Now, as Andrew's twin brother emerges and develops, and I am doing better, my thoughts are different. That blanket of grief has peeled away over the years to be replaced by a sweetness and abundance of heart and spirit. My life feels like a chock-full cornucopia and I want to share it with Andrew.

Andrew would be on the top bunk with a guy who imagines turning into the Hulk and loves the X-men and Avengers and all the good guys. He would be wrestling with his father and brothers. He would be teasing his sister. He would be sitting at the dinner table encouraging his baby bro to make farting noises. He would meet Mickey Mouse and touch a dolphin, but better yet, he'd be doing it with family who adores him.

He would be watching the leaves change and fall. He would feel the wind on his face and smile, like his baby brother did just today. He'd know the pleasure of watching the neighbor's white cat saunter past the window each morning, stopping to lounge and very deliberately lick her right paw while coyly sneaking a peak through the window. He would whoop at football games and get lost in opera like his twin (or at least I imagine he would). He would be alive.

In the midst of thinking about Andrew, the breathtaking wonderfulness of just being alive sinks into me. In imagining Andrew experiencing these blessings, I've had the opportunity to take stock of my blessings. There are too many to list. Have you seen a child discover a ray of light pierce the shadow on a floor--putting his hand in, then out, crawling around it, trying to make it move, smiling with delight when it flickers. Have you seen that wonder? How do you capture all of God's blessings in a list? It's impossible.

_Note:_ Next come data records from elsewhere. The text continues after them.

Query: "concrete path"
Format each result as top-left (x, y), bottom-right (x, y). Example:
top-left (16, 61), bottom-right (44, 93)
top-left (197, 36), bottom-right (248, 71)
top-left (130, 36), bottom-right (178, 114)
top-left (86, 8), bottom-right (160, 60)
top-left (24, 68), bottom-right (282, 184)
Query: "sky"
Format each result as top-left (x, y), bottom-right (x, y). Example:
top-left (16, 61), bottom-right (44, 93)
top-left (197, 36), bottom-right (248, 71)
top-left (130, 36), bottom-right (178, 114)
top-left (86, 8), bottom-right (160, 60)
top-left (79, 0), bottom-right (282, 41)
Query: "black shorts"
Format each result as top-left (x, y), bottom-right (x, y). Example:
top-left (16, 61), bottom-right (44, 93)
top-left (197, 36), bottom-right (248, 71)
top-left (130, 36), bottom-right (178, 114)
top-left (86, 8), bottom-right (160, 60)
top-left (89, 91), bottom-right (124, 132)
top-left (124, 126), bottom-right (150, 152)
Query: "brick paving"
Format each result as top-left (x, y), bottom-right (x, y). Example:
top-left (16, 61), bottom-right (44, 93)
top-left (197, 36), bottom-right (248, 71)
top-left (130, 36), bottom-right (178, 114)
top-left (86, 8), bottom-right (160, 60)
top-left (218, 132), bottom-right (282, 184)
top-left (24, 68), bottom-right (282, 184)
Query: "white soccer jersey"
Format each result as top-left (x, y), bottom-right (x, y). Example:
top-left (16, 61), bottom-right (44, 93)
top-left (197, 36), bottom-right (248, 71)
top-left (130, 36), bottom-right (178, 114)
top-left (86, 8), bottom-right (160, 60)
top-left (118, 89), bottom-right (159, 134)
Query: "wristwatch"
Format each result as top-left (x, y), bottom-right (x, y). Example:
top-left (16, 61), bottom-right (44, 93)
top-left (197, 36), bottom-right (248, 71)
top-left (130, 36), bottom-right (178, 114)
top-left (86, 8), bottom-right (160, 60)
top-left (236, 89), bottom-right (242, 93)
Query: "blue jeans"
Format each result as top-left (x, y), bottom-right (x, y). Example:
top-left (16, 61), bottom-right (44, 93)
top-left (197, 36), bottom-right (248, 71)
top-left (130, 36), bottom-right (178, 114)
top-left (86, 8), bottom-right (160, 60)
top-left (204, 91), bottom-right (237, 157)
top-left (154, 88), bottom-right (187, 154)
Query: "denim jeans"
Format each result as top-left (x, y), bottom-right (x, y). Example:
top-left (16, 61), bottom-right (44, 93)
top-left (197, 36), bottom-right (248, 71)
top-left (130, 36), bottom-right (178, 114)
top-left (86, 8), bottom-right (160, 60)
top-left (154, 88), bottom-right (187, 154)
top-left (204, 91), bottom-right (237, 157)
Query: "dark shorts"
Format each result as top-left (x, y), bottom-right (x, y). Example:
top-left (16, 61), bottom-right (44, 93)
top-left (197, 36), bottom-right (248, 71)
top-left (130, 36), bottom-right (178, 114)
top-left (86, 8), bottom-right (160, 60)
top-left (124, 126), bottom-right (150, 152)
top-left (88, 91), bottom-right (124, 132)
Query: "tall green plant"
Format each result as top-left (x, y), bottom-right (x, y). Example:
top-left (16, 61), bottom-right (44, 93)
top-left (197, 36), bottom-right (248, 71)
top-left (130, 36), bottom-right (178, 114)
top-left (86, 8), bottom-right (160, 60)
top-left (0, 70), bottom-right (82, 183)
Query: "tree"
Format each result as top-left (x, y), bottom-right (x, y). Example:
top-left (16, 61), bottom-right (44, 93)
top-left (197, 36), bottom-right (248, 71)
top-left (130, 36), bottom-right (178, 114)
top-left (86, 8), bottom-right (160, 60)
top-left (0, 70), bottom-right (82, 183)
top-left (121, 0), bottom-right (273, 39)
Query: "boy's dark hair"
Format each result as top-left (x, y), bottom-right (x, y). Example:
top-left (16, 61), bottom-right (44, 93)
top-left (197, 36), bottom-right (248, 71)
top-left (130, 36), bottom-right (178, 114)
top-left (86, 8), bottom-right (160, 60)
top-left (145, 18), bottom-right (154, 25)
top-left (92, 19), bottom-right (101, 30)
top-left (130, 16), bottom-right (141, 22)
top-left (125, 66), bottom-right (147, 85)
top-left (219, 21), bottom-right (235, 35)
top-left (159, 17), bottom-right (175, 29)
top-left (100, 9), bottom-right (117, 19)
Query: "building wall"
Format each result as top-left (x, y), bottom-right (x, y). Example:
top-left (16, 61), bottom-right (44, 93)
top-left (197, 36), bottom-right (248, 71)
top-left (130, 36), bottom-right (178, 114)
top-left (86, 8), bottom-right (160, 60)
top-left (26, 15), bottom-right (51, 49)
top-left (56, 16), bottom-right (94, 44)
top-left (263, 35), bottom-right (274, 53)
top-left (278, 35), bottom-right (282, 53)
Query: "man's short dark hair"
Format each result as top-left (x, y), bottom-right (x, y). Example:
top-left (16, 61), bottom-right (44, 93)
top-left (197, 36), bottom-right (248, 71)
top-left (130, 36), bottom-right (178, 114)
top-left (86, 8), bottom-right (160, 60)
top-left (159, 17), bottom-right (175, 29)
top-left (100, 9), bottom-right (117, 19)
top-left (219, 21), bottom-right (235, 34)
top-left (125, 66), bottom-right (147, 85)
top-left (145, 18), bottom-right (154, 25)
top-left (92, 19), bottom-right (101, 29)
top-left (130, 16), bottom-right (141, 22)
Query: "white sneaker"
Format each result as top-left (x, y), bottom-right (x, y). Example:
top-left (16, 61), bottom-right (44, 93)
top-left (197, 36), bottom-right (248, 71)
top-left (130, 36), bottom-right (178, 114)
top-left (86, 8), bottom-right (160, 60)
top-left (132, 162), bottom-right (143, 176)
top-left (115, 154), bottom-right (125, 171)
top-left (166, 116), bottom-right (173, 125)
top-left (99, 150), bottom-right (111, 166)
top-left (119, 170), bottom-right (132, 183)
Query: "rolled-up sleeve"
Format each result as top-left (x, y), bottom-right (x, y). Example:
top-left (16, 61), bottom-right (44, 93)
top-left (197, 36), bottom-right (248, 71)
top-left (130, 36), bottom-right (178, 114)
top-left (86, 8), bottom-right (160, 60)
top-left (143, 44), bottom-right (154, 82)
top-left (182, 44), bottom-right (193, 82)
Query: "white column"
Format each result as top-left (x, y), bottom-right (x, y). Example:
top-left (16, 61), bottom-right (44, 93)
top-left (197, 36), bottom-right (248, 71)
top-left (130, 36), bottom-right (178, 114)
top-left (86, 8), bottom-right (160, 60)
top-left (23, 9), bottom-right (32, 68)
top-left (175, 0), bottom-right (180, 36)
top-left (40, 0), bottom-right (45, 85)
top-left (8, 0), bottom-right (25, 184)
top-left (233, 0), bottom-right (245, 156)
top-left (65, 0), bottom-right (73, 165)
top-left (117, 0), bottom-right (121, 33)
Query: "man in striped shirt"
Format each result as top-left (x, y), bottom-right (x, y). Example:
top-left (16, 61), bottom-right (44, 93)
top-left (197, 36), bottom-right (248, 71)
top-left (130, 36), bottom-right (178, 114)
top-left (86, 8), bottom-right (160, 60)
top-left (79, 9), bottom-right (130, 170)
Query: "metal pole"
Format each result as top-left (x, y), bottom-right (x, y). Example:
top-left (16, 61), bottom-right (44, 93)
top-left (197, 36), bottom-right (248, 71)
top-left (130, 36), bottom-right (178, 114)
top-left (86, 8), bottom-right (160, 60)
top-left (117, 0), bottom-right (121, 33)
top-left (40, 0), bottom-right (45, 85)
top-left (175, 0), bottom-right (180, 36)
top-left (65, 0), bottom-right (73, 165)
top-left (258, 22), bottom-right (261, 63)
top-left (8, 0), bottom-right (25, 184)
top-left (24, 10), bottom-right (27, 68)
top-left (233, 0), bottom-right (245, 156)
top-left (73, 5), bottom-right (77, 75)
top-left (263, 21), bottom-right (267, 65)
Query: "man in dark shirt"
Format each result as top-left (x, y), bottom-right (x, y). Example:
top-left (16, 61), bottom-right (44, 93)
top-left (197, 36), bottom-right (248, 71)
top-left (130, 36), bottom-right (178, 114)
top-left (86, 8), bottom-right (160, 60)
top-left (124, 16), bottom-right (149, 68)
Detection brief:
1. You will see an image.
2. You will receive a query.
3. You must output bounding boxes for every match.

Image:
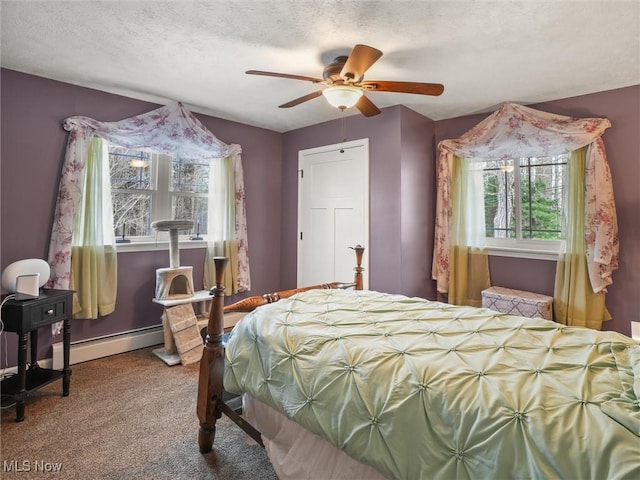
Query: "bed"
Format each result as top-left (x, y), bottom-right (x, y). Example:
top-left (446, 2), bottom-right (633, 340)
top-left (198, 253), bottom-right (640, 479)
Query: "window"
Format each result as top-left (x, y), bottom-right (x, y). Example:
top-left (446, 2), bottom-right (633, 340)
top-left (483, 154), bottom-right (569, 250)
top-left (108, 144), bottom-right (209, 242)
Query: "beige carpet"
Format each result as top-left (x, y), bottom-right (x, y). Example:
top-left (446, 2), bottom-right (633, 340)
top-left (0, 349), bottom-right (277, 480)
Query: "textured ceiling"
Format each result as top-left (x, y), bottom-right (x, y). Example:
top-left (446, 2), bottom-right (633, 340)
top-left (0, 0), bottom-right (640, 132)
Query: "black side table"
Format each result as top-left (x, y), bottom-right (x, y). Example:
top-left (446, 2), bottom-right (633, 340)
top-left (0, 289), bottom-right (73, 422)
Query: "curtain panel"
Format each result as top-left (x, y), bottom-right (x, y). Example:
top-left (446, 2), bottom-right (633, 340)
top-left (47, 102), bottom-right (250, 316)
top-left (432, 103), bottom-right (619, 293)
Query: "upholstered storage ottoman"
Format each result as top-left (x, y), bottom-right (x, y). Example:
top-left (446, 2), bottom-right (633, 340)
top-left (482, 287), bottom-right (553, 320)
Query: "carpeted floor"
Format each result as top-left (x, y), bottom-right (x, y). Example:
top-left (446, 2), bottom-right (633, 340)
top-left (0, 349), bottom-right (277, 480)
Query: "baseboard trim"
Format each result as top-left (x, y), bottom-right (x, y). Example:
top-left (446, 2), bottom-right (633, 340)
top-left (52, 325), bottom-right (164, 370)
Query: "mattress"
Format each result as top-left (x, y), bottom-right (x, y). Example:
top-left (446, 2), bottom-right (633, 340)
top-left (224, 290), bottom-right (640, 479)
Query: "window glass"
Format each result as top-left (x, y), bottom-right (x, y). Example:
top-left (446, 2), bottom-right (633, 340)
top-left (109, 144), bottom-right (209, 241)
top-left (109, 145), bottom-right (152, 238)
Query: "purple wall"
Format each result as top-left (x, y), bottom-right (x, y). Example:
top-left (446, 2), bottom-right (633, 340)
top-left (281, 106), bottom-right (435, 298)
top-left (0, 69), bottom-right (282, 368)
top-left (436, 85), bottom-right (640, 335)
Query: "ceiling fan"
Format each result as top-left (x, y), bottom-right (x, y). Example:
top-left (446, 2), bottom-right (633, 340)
top-left (246, 44), bottom-right (444, 117)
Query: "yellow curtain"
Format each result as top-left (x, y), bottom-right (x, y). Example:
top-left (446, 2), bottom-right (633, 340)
top-left (553, 147), bottom-right (611, 330)
top-left (448, 157), bottom-right (491, 307)
top-left (69, 137), bottom-right (118, 319)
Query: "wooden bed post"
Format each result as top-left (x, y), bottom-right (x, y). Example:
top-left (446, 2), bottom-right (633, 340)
top-left (197, 245), bottom-right (364, 453)
top-left (197, 257), bottom-right (228, 453)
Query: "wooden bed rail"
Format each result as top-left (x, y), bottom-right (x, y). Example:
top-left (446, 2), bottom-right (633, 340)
top-left (197, 245), bottom-right (364, 453)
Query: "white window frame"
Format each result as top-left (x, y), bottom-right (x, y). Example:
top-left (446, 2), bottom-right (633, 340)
top-left (486, 154), bottom-right (569, 260)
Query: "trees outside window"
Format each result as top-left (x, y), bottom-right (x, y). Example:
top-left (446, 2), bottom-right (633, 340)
top-left (108, 144), bottom-right (209, 241)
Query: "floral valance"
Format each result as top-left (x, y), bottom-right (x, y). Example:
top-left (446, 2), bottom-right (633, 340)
top-left (432, 103), bottom-right (619, 293)
top-left (64, 102), bottom-right (242, 160)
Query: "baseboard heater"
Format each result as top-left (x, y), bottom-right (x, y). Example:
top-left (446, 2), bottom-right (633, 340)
top-left (52, 325), bottom-right (164, 370)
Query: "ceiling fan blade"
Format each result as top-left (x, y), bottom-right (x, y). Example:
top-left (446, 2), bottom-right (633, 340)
top-left (359, 80), bottom-right (444, 96)
top-left (244, 70), bottom-right (324, 83)
top-left (356, 95), bottom-right (381, 117)
top-left (278, 90), bottom-right (322, 108)
top-left (340, 44), bottom-right (382, 82)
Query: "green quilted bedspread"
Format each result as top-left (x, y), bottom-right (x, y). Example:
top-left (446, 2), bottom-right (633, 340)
top-left (224, 290), bottom-right (640, 480)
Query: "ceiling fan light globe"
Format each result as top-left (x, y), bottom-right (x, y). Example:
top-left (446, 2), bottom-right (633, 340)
top-left (322, 85), bottom-right (363, 110)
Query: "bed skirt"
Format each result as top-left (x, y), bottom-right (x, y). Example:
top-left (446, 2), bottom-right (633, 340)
top-left (242, 394), bottom-right (384, 480)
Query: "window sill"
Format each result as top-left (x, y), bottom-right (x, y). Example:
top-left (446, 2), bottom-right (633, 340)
top-left (116, 240), bottom-right (207, 253)
top-left (487, 247), bottom-right (559, 262)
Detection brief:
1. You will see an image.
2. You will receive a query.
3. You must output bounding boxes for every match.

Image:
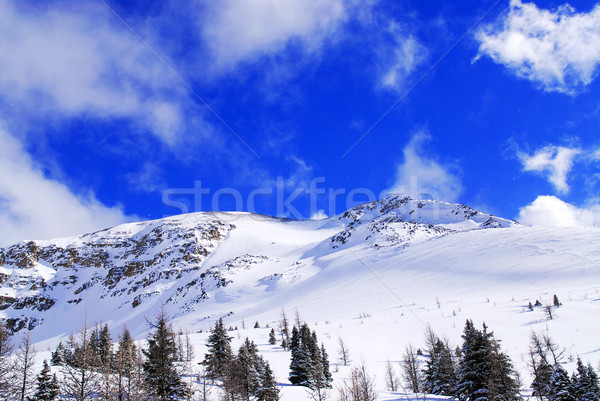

This Thanksgiving my table is full. My life is richly blessed. Andrew is so much a part of these blessings. I wish he were here in person to touch the light--at least where I could see him.


Sean Carter said...

Thanksgiving is a time for togetherness and be with all the beautiful people that life has blessed us with...and on this note i'd request you to visit my Thanksgiving Blog sometime and share the warmth and joy of this wonderful celebration.

MaxedOutMama said...

Dr M, you are a real human being in the fullest sense, and a blessing to us all.

Sigmund, Carl and Alfred said...

Beautiful post.

Today I wrote, "Why we envy the mythical Bob Cratchit is because the values of a real home and the comforts that real home brings, are eternal...In fact, what is real home and comfort becomes even more valuable with the passage of time- our lives, our experiences all add texture and meaning to ‘home.’ Those that have been fortunate enough to have had that can attest to it. Those that have not been so blessed, see it clearly- like the cancer patient who sees the healthy person. That person understands more than most, the value of the gift of health."

Clearly, you and your family have a real home.

Dr. Melissa said...

Thank you, both, for your kind words. I do miss him so!

Anonymous said...

Melissa, I know your loss was great and I am so happy for you that you've found a way to continue on.

Someone gave this poem to me. I'll share it here with you.

High up on a windy hill,
there's a special place,
that waits there still,
where childhood dreams,
from days long past,
kept in the heart,
come true at last.

Matthew said...

Beautiful post sis. It makes me want to pro-create! :-)

9 1/2 years. Hard to believe. I remember that day as if it were yesterday, and yet, most days it seems like a lifetime ago. I have never felt broken hearted, but that day I felt broken. I cannot wait to see Andrew again.

As David says in 2 Samuel 12:22
And he said, "While the child was alive, I fasted and wept; for I said, 'Who can tell whether the Lord F29 will be gracious to me, that the child may live?' 23 But now he is dead; why should I fast? Can I bring him back again? I shall go to him, but he shall not return to me."

Anonymous said...

I, too lost a child about 12 years ago. I have three other children now but think of my firstborn every day. I wonder what she would look like and what her personality would be. This Thanksgiving I am thankful for my family and for the short amount of time I had with my first child.

Anonymous said...

Although it's not at all the same thing, my youngest son's twin died in vitro. Both he and his older brother are both autistic.